Todos veem a mesma câmara, ao vivo, dentro da mesma reunião

Acontece alguma coisa numa instalação e é preciso decidir entre três pessoas que estão em três sítios diferentes. Hoje isso resolve-se a descrever ao telefone o que se tem no ecrã, ou a filmar o monitor com o telemóvel. Com o IRIS abre-se uma sala a partir do próprio mural de câmaras e a câmara entra dentro da chamada: todos veem o mesmo, ao mesmo tempo, ao vivo. Uma ferramenta de reuniões não o consegue, porque não é o sistema de vídeo; e aqui não é preciso nenhuma, porque nem uma única imagem sai da instalação.

Num relance

O que sabe fazer

  • A câmara, dentro da chamada

    Não é uma captura nem uma partilha de ecrã: é o mural do operador servido ao vivo dentro da reunião. Quem chega tarde vê o mural tal como está, não um ecrã vazio.

  • A sala abre onde se está a olhar

    Cria-se a partir do mural de câmaras ou do mapa, e herda o que o operador tem à frente. Se ele mudar a vista, muda para todos, célula a célula.

  • Uma ligação para quem não tem conta

    O pessoal no terreno entra a digitalizar um código com o telemóvel. A ligação caduca, conta os usos, anula-se de imediato e decide o que pode fazer quem a abre.

  • Quadro partilhado sobre a mesma planta

    Vários participantes desenham ao mesmo tempo sobre o mapa: setas, zonas, percursos, texto e medidas de distância e de área. Quando alguém sai, o seu desenho retira-se sozinho.

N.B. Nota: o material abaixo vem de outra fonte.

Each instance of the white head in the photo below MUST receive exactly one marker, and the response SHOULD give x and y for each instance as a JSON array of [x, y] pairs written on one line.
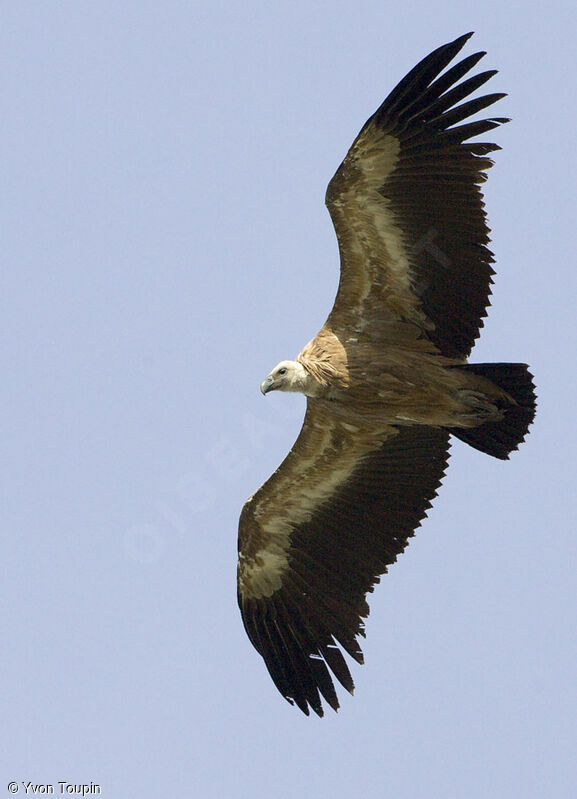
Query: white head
[[286, 376]]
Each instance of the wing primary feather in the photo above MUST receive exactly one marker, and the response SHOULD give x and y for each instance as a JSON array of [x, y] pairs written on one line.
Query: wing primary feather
[[423, 73]]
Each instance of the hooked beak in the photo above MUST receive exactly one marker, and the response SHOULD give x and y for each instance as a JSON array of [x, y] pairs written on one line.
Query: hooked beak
[[267, 385]]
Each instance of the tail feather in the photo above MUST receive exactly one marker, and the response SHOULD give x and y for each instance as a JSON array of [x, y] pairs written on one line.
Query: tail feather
[[502, 437]]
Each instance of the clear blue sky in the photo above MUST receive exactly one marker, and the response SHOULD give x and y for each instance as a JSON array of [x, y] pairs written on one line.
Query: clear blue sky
[[164, 244]]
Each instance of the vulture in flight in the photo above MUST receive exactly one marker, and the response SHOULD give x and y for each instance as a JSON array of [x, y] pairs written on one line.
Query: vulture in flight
[[386, 379]]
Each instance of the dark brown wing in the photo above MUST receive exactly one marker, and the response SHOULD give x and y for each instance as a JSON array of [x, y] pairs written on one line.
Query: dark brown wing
[[408, 211], [315, 538]]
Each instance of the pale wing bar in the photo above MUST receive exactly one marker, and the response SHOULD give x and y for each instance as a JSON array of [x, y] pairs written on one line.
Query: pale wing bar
[[335, 558]]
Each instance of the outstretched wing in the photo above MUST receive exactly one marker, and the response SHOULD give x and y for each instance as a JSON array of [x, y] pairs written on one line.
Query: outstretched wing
[[317, 535], [408, 210]]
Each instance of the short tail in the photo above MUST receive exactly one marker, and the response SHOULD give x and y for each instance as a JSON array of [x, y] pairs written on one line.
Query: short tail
[[501, 438]]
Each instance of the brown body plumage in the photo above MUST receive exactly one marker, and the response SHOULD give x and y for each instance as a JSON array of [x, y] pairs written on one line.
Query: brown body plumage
[[386, 379]]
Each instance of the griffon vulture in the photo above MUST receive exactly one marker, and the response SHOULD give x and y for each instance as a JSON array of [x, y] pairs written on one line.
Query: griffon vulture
[[386, 379]]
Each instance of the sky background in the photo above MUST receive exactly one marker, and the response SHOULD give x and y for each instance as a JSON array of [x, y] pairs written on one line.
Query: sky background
[[164, 244]]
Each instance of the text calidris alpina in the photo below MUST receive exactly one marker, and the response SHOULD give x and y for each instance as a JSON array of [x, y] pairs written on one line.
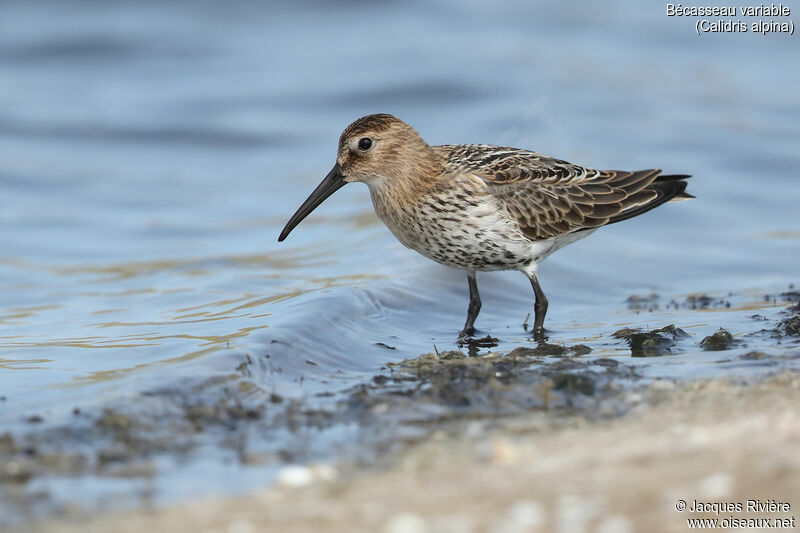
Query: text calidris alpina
[[479, 207]]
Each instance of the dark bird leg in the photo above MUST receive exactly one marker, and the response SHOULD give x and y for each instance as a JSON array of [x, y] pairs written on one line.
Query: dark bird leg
[[540, 308], [474, 305]]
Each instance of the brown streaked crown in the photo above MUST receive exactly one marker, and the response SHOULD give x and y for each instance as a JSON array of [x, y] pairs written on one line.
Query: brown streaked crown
[[397, 154], [370, 124]]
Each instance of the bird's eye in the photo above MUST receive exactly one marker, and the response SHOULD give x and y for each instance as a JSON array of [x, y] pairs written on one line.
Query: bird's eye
[[364, 144]]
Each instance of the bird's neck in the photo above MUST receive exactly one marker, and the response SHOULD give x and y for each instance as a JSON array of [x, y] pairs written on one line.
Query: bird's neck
[[408, 184]]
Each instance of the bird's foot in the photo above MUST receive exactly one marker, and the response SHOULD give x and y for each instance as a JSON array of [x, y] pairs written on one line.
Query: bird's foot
[[539, 334]]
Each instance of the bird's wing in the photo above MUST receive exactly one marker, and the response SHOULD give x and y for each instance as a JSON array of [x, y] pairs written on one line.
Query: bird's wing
[[548, 197]]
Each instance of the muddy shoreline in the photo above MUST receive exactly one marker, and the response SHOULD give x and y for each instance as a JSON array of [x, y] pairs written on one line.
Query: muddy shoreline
[[711, 440]]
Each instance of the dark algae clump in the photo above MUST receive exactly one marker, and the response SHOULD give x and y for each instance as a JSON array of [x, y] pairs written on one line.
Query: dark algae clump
[[651, 343]]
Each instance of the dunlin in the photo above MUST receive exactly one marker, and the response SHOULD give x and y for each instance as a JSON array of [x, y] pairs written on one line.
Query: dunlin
[[479, 207]]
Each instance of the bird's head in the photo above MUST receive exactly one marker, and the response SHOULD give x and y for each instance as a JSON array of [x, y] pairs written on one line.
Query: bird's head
[[380, 150]]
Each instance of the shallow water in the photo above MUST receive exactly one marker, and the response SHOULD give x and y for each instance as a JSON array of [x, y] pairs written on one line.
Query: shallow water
[[150, 154]]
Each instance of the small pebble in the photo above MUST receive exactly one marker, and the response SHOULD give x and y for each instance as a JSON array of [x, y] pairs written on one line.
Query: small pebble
[[295, 476]]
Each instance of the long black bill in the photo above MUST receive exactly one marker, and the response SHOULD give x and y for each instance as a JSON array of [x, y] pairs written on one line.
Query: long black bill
[[330, 184]]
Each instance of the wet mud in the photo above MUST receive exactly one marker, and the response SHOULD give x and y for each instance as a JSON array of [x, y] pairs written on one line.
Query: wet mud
[[400, 405]]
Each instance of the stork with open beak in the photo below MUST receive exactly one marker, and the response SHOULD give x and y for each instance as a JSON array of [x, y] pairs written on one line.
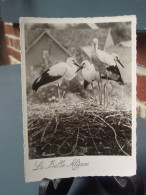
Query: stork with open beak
[[56, 74], [106, 65]]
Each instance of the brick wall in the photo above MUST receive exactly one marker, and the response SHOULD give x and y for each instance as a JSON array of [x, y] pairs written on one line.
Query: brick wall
[[12, 37]]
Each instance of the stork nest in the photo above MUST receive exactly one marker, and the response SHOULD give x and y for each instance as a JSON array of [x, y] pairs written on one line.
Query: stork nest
[[79, 128]]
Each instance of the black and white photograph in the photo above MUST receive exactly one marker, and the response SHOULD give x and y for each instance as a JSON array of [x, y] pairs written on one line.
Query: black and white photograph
[[79, 96]]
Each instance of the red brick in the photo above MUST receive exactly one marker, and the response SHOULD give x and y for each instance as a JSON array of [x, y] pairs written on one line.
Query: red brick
[[17, 31], [17, 44], [8, 29], [141, 88]]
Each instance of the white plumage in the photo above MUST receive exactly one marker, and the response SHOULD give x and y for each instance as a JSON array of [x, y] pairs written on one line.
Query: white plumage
[[101, 59], [90, 75]]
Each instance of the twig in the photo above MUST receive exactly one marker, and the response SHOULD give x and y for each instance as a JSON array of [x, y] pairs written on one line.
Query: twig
[[115, 135], [73, 148]]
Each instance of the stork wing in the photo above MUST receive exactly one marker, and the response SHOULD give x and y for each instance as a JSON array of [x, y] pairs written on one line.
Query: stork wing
[[54, 73]]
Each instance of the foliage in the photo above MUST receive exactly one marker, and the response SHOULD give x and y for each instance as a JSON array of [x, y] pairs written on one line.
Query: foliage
[[79, 128]]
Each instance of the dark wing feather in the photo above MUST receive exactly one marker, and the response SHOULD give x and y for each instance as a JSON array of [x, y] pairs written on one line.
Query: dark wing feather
[[45, 78], [86, 83]]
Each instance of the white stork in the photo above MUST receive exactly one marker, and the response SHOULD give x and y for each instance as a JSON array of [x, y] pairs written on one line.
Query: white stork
[[56, 74], [106, 64], [90, 75]]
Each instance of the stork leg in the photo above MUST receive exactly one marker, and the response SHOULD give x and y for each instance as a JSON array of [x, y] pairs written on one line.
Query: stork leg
[[59, 97], [100, 94]]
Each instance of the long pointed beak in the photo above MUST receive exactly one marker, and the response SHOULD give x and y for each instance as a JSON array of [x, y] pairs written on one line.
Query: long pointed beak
[[120, 63], [81, 67]]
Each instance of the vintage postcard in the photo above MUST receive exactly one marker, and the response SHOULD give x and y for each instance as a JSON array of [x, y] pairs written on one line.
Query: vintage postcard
[[79, 96]]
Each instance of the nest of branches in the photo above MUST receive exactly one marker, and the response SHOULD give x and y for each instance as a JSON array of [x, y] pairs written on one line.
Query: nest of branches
[[79, 128]]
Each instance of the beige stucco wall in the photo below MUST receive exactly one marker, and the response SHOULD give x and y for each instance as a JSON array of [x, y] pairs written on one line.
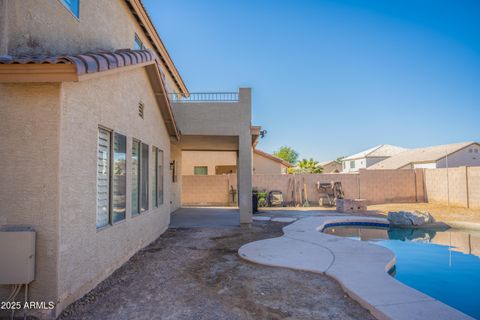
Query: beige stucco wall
[[263, 165], [30, 129], [88, 255], [176, 186], [210, 159], [48, 27]]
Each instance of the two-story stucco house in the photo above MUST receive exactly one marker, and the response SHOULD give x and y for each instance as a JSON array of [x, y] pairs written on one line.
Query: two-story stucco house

  • A reunião fica como prova

    Fica gravada no mesmo arquivo de prova que o vídeo das câmaras, com a sua impressão para demonstrar que não foi tocada, e anexa-se a um caso. O aviso mostra-se antes de entrar, no idioma de cada um.

  • Perguntar ao IRIS sem sair da sala

    Pergunta-se pelas câmaras que estão no ecrã naquele momento e a resposta publica-se no chat, à vista de todos. Fica no histórico, com as câmaras consultadas.

  • Nada sai da instalação

    Nem serviço externo, nem nuvem alheia, nem ferramenta de terceiros. Tudo viaja pela mesma porta 443 que o resto do IRIS, e funciona numa instalação sem saída para a internet.

  • Uma falha de rede não o expulsa

    Ao telemóvel no terreno dá-se margem: só uma quebra sustentada conta como saída. Se falhar a câmara, a pessoa continua na sala, na lista e no chat.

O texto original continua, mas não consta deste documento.